[ 
https://issues.apache.org/jira/browse/HDFS-9874?page=com.atlassian.jira.plugin.system.issuetabpanels:comment-tabpanel&focusedCommentId=15205137#comment-15205137
 ] 

Wei-Chiu Chuang commented on HDFS-9874:
---------------------------------------

Thanks for looking into it. Maybe the NPE is unrelated.
I'm not able to fail the test, it could be an intermittent flaky test.
But in anyway, it would be great if you could improve the test diagnostics 
using {{GenericTestUtils#assertExceptionContains}}. This utility method prints 
the stack trace if the exception message doesn't match the expected value.

> Long living DataXceiver threads cause volume shutdown to block.
> ---------------------------------------------------------------
>
>                 Key: HDFS-9874
>                 URL: https://issues.apache.org/jira/browse/HDFS-9874
>             Project: Hadoop HDFS
>          Issue Type: Bug
>          Components: datanode
>    Affects Versions: 2.7.0
>            Reporter: Rushabh S Shah
>            Assignee: Rushabh S Shah
>            Priority: Critical
>             Fix For: 2.7.3
>
>         Attachments: HDFS-9874-trunk-1.patch, HDFS-9874-trunk-2.patch, 
> HDFS-9874-trunk.patch
>
>
> One of the failed volume shutdown took 3 days to complete.

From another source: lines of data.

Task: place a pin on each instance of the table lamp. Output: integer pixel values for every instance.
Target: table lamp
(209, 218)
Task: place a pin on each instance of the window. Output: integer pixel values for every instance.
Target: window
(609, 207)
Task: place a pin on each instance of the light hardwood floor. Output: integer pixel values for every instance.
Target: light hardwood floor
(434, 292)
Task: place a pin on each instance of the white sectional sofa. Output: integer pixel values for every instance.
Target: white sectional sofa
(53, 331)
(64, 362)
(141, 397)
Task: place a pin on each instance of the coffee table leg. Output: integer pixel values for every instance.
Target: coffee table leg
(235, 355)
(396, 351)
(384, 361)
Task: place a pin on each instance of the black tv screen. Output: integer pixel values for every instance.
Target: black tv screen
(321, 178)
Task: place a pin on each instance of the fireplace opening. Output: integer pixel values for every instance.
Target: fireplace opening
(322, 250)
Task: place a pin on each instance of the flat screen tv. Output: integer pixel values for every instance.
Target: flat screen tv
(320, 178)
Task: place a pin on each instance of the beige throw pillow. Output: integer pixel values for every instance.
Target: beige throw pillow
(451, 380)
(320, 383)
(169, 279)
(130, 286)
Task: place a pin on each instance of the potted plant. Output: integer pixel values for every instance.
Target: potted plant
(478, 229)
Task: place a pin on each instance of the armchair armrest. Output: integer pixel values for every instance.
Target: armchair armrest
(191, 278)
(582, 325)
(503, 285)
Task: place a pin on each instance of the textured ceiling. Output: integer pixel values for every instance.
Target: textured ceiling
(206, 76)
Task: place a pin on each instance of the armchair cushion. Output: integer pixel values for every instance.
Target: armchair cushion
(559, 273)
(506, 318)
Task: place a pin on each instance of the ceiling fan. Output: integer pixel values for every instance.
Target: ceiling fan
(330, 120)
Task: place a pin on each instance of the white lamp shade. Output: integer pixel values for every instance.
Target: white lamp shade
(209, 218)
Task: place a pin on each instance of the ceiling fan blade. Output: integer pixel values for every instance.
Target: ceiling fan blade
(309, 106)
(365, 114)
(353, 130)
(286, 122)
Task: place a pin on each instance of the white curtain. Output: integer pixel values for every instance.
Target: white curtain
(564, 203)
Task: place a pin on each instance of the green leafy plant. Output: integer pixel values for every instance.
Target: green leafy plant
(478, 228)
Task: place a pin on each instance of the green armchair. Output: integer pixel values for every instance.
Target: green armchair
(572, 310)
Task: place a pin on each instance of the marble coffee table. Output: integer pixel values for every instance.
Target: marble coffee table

> Below are the relevant datanode logs while shutting down a volume (due to 
> disk failure)
> {noformat}
> 2016-02-21 10:12:55,333 [Thread-49277] WARN impl.FsDatasetImpl: Removing 
> failed volume volumeA/current: 
> org.apache.hadoop.util.DiskChecker$DiskErrorException: Directory is not 
> writable: volumeA/current/BP-1788428031-nnIp-1351700107344/current/finalized
>         at 
> org.apache.hadoop.util.DiskChecker.checkAccessByFileMethods(DiskChecker.java:194)
>         at 
> org.apache.hadoop.util.DiskChecker.checkDirAccess(DiskChecker.java:174)

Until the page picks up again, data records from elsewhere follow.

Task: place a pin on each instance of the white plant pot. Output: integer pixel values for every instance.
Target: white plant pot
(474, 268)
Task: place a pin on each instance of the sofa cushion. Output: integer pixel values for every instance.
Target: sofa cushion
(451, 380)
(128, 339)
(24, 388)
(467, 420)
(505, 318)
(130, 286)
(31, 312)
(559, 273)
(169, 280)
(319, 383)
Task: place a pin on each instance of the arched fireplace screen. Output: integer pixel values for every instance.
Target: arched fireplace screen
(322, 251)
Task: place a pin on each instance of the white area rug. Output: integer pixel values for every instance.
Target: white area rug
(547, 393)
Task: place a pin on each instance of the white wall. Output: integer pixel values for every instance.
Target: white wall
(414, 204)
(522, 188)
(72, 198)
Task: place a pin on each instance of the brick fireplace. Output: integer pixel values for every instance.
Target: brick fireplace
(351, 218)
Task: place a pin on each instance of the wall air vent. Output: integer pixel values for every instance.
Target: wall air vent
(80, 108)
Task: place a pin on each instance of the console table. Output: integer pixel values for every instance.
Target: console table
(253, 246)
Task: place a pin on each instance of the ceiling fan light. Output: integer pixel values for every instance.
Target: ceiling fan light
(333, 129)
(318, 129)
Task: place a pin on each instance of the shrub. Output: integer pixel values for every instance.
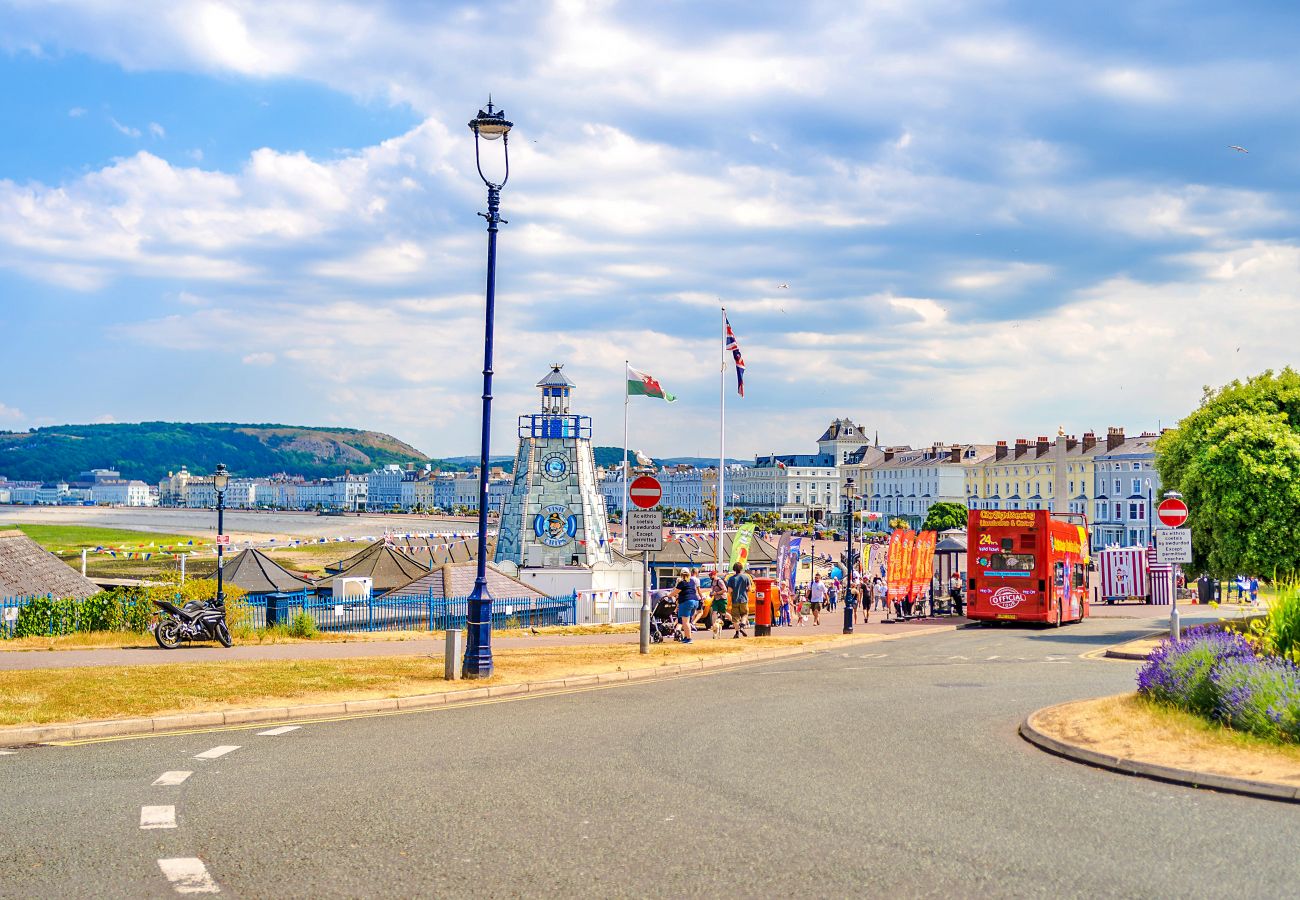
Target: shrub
(1179, 673)
(1278, 632)
(302, 626)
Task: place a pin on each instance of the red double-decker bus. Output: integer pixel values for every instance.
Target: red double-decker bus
(1027, 566)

>         at org.apache.hadoop.util.DiskChecker.checkDir(DiskChecker.java:108)
>         at 
> org.apache.hadoop.hdfs.server.datanode.fsdataset.impl.BlockPoolSlice.checkDirs(BlockPoolSlice.java:308)
>         at 
> org.apache.hadoop.hdfs.server.datanode.fsdataset.impl.FsVolumeImpl.checkDirs(FsVolumeImpl.java:786)
>         at 
> org.apache.hadoop.hdfs.server.datanode.fsdataset.impl.FsVolumeList.checkDirs(FsVolumeList.java:242)
>         at 
> org.apache.hadoop.hdfs.server.datanode.fsdataset.impl.FsDatasetImpl.checkDataDir(FsDatasetImpl.java:2011)
>         at 
> org.apache.hadoop.hdfs.server.datanode.DataNode.checkDiskError(DataNode.java:3145)
>         at 
> org.apache.hadoop.hdfs.server.datanode.DataNode.access$800(DataNode.java:243)
>         at 
> org.apache.hadoop.hdfs.server.datanode.DataNode$7.run(DataNode.java:3178)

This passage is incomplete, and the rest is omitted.